1. The court erred in submitting the construction of the contract to the jury. “The construction of a contract is a.question *825for the court.” Civil Code, § 3672. This is the general rule, and it is only in the case of ambiguity that parol evidence is admissible or that the meaning of the contract can be submitted to the jury. But while it is the duty of the court to construe a written contract, still failure, to discharge this duty is immaterial if the jury by their verdict properly construe such contract. As we have already held in Moss Manufacturing Co. v. Carolina Portland Cement Co., 1 Ga. App. 232, this is especially true where it appears that the proper construction of such contract would be adverse to the contention of the complaining party. And the same doctrine was' laid down in Tilton v. Butts, 78 Ga. 30, where the court held that “it is the duty of the court to construe a written contract, but if he had properly construed the contract in this case it would not have benefited the plaintiff in error, and the result must have been the same as that reached.” The first assignment of error, therefore, must be considered solely with a view to the question whether the jury properly construed the contract, and, having so construed it, whether their verdict was the proper conclusion in the case.

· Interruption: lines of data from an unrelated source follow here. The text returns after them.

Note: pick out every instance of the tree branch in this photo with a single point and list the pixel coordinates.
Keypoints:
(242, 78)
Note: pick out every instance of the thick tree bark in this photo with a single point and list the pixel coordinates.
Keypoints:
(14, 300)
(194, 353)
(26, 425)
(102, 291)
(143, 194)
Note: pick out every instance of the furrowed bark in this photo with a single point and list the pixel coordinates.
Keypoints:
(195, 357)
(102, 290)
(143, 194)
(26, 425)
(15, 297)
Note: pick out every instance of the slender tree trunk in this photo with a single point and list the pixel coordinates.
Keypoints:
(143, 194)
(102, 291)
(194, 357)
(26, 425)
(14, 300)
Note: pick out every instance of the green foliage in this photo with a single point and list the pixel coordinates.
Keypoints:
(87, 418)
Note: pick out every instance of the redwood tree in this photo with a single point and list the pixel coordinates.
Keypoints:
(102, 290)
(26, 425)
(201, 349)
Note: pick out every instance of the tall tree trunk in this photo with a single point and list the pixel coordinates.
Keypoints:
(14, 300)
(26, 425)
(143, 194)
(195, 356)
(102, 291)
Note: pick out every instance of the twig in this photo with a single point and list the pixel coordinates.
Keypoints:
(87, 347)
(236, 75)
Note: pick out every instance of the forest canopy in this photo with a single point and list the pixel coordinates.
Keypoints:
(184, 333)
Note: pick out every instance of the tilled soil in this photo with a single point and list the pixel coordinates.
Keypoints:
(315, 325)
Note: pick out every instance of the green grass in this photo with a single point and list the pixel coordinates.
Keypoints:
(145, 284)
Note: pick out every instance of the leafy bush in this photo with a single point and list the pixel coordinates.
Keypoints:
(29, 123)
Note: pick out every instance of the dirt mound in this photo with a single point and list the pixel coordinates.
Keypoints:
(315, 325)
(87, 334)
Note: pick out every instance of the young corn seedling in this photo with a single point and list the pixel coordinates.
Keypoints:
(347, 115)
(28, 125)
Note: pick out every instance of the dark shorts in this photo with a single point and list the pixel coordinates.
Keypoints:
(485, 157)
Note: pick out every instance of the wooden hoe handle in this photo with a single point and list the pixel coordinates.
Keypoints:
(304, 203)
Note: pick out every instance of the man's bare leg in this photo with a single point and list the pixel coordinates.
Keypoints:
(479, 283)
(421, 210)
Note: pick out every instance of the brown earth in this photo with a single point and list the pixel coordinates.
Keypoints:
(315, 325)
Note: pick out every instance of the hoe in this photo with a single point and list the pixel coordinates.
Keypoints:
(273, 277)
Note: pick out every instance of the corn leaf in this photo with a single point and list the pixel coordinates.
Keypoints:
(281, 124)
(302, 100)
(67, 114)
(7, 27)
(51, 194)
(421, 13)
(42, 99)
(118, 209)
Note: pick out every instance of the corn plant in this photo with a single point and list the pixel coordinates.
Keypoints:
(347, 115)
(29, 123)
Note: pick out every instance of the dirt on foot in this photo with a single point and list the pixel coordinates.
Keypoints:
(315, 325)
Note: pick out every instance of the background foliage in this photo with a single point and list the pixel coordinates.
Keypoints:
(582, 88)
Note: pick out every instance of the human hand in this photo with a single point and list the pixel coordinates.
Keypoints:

2. The real point in the case, then, is whether the contract is entire or severable; and the counsel for both parties concede this to be the controlling issue. We hold that the order for the lot of jewelry, which we have quoted above, when signed by the purchaser and accepted by the vendor, evidences an entire contract of purchase of the "lot of jewelry identified and described in the bill of particulars, but summarized in the gross sum for which suit was brought and based upon the written order. The privileges mentioned were to be enjoyed only subsequently to the completion of the real contract of purchase and delivery of the-goods, and after the payment of the purchase-price. That did not in any way rebut the evident intention of both parties to create an entire contract. This being true, the purchaser, when he discovered that there had been palmed off on him spurious articles more than for two thirds of the amount of the entire purchase, which bore no comparison in value to the articles he had ordered, was at perfect liberty to consider the contract as avoided by the seller, and to reject, as he did, the entire lot. “Where the contract is entire, performance by the party undertaking the contract is a condition precedent to a recovery against the other party upon the contract.” *826Hill v. Balkcom, 79 Ga. 444. See Cutter v. Powell, 2 Smith’s Leading Cases, Part 1, 1.

3. Though the court should have construed the writing to be an entire contract, the verdict of .the jury properly construed it; the evidence for the defendant fully authorized him to reject the entire lot of jewelry, and fully warranted the finding of the jury in his favor. Judgment affirmed.